And then of course we have the question of respect for others. What is your attitude to the social niceties? Things like manners and etiquette? Are you somebody who respects other people’s opinions when you’re commenting on maybe a Facebook post or something? Or are you someone who says, I just say, tell it like it is, how much should we bend to not offending others? And how much should we prioritise singing our own song and saying clearly what our attitude is.
I was talking to Bindi about this earlier. And she was thinking of something that causes her to feel a lack of respect is when she goes to a shop and there’s a sign outside and it says, “No mask, no service.” And when you think about it, there’s so many different ways that that could be phrased. And there are valid reasons, exceptions for wearing a mask. There are people who have quite legitimate reasons for not wearing a mask, but to see a sign that says no mask, no service is kind of disrespectful to those people. And does, do you notice that? Does it apply to you? They could say, please, they could say it with a smile. They could say, we would love you to wear a mask. We would love you to help us keep everybody, you know, distanced and all the rest of it.

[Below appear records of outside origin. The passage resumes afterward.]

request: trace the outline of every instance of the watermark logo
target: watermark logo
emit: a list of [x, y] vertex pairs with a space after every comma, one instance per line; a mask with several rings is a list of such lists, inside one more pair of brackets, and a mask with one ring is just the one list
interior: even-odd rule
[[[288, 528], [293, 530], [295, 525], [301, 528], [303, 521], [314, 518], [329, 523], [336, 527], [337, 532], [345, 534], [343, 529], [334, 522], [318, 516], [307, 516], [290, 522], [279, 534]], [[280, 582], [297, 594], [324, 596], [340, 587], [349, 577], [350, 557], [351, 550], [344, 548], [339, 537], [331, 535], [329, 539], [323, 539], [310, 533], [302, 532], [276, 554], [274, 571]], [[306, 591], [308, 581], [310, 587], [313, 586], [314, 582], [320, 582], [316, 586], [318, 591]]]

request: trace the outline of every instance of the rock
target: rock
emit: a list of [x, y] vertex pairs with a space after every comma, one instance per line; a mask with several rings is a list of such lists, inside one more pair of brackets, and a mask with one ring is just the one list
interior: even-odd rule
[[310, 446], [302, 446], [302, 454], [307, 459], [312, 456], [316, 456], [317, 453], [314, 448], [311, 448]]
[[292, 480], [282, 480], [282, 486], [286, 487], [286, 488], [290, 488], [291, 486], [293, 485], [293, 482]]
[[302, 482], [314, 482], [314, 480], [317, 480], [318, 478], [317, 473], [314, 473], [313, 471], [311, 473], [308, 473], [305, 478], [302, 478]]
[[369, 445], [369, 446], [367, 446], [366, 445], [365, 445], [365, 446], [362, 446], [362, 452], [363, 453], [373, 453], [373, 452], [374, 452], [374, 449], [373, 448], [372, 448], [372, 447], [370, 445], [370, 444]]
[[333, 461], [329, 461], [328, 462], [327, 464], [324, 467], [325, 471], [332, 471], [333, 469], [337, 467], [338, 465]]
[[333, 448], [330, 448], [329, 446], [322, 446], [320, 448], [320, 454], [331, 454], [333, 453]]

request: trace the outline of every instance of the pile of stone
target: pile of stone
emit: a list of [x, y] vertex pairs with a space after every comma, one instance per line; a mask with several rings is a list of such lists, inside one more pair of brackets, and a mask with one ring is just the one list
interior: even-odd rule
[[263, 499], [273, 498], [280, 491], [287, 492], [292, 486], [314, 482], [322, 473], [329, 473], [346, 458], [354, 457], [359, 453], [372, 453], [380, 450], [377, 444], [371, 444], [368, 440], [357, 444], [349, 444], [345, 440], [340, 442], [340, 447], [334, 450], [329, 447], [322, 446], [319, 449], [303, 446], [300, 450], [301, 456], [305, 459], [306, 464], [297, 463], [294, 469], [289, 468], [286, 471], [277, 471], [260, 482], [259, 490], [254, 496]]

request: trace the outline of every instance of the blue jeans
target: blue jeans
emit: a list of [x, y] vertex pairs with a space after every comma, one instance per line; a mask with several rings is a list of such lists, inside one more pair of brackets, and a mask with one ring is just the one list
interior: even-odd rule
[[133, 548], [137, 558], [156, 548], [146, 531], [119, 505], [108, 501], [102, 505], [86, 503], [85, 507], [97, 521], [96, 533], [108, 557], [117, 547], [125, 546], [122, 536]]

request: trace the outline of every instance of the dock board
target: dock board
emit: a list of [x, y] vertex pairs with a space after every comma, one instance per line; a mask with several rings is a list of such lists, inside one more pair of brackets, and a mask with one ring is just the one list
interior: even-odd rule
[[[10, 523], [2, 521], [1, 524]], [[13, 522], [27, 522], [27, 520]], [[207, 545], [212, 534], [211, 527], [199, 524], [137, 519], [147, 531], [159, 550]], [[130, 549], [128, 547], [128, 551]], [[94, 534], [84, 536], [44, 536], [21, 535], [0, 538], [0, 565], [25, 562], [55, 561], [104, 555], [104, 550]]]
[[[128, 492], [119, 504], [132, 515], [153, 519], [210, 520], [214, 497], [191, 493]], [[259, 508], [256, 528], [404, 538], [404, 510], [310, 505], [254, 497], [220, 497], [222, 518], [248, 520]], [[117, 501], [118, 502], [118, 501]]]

And I think it’s interesting that there is such a thing as pretend respect, and you hear people saying “I’m not being funny, but…” and you know that when anyone starts with that phrase, something pretty caustic is going to come out next. And that idea that, “Oh, well, I’m just me. I just tell it like it is”, kind of shows a tendency towards a lack of understanding that there is an interplay to build rapport with people. There is a little song and dance that we do that involves small talk and talking about the weather and just a bit mind your P’s and Q’s, you know, saying please, and thank you and that kind of stuff. And the, the whole question of respect brings these issues into light, I think.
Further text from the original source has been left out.